On Thu, Nov 12, 2020 at 09:36:10AM +0000, Marc Zyngier wrote:
> Hi Lorenzo,
>
> On 2020-11-11 16:28, Lorenzo Pieralisi wrote:
> > GIC CPU interfaces versions predating GIC v4.1 were not built to
> > accommodate vINTID within the vSGI range; as reported in the GIC
> > specifications (8.2 "Changes to the CPU interface"), it is
> > CONSTRAINED UNPREDICTABLE to deliver a vSGI to a PE with
> > ID_AA64PFR0_EL1.GIC == b0001.
>
> Hmmm. This goes against the very reason v4.1 was designed the way
> it is, which was that all existing implementation supporting GICv4.0
> would seamlessly let virtual SGIs in, and it would "just work".
>
> If we start enforcing this, I question the very design of the architecture,
> because we could have done so much better by changing the CPU interface.
>
> What has changed in two years? Have you spotted a fundamental problem?
Hi Marc,
long story short: there are systems being designed with this
configuration, vSGIs may or may not work on them, to prevent
*potential* misbehaviour I am disabling vSGIs, I am not fixing
anything, it is belt and braces.
> My concern is that if we prevent it, we're going to end-up with quirks
> allowing it anyway, because people will realise that it actually works.
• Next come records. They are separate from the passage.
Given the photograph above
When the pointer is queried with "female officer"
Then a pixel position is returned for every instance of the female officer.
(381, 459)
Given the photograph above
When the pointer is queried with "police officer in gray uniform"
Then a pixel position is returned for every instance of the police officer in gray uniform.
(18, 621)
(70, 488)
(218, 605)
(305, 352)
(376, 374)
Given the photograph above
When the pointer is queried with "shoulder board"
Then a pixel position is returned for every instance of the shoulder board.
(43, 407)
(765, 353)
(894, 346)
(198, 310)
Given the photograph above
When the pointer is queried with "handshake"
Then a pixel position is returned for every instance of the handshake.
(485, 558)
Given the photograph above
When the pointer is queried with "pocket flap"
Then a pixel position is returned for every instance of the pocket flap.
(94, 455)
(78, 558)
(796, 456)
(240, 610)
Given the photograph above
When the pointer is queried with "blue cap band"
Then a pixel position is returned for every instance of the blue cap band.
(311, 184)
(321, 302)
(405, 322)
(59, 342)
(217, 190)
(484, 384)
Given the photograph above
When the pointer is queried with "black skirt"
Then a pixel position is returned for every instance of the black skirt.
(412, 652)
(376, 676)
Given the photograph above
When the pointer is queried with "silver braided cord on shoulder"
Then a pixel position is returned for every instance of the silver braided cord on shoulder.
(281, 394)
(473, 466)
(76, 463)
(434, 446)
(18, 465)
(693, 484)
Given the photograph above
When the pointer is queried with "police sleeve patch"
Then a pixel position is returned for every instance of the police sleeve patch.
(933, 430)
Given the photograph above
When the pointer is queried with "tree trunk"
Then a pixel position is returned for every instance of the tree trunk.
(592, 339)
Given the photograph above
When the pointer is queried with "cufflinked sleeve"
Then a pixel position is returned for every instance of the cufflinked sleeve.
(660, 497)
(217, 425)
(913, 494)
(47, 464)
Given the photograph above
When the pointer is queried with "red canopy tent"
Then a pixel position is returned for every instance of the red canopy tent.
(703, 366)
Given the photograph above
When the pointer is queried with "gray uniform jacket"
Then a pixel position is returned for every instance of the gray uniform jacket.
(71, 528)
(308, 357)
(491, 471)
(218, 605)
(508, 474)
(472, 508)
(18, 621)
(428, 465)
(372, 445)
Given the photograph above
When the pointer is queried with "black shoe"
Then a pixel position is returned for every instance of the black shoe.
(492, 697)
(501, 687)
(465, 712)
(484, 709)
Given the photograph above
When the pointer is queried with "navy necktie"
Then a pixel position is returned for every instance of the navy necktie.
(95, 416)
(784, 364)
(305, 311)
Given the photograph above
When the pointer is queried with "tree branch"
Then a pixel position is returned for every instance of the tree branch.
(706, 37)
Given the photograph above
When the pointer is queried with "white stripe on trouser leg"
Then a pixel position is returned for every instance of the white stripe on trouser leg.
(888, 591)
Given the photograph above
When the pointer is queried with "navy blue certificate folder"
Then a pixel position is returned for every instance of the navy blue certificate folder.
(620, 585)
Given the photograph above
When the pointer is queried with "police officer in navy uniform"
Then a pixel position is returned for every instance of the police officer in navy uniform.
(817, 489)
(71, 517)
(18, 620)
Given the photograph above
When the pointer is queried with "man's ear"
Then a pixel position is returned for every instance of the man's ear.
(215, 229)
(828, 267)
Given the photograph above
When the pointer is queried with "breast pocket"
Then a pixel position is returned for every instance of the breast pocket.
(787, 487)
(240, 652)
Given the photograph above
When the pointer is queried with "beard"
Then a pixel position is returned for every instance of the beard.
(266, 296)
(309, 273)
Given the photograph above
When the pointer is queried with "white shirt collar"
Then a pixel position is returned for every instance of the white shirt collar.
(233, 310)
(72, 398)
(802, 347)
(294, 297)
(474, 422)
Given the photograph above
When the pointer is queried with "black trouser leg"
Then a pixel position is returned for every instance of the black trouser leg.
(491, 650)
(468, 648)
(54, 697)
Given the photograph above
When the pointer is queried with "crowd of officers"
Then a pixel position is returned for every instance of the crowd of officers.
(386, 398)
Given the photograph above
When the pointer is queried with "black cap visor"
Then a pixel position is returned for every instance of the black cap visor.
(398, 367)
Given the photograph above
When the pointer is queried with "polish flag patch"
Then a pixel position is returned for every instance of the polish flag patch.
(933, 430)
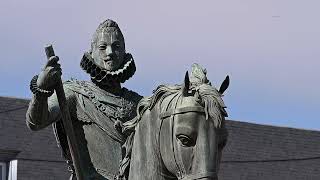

We may wait and fix it *if* this breaks, I would argue though that at
that point it is not a quirk since architecturally we know that vSGIs
may not work in this configuration.
> In the meantime, to the meat of the change:
>
> >
> > Check the GIC CPUIF version through the arm64 capabilities
> > infrastructure and disable vSGIs if a CPUIF version < 4.1 is
> > detected to prevent using vSGIs on systems where they may
> > misbehave.
> >
> > Signed-off-by: Lorenzo Pieralisi <lorenzo.pieral...@arm.com>
> > Cc: Marc Zyngier <m...@kernel.org>
> > ---
> > drivers/irqchip/irq-gic-v3-its.c | 20 +++++++++++++++++++-
> > 1 file changed, 19 insertions(+), 1 deletion(-)
> >
> > diff --git a/drivers/irqchip/irq-gic-v3-its.c
> > b/drivers/irqchip/irq-gic-v3-its.c
> > index 0fec31931e11..6ed4ba60ba7e 100644
> > --- a/drivers/irqchip/irq-gic-v3-its.c
> > +++ b/drivers/irqchip/irq-gic-v3-its.c
> > @@ -39,6 +39,20 @@
> >
> > #include "irq-gic-common.h"
> >
> > +#ifdef CONFIG_ARM64
> > +#include <asm/cpufeature.h>
> > +
> > +static inline bool gic_cpuif_has_vsgi(void)
> > +{
> > + return cpus_have_const_cap(ARM64_HAS_GIC_CPUIF_VSGI);
> > +}
> > +#else
> > +static inline bool gic_cpuif_has_vsgi(void)
> > +{
> > + return false;
> > +}
> > +#endif
> > +
> > #define ITS_FLAGS_CMDQ_NEEDS_FLUSHING (1ULL << 0)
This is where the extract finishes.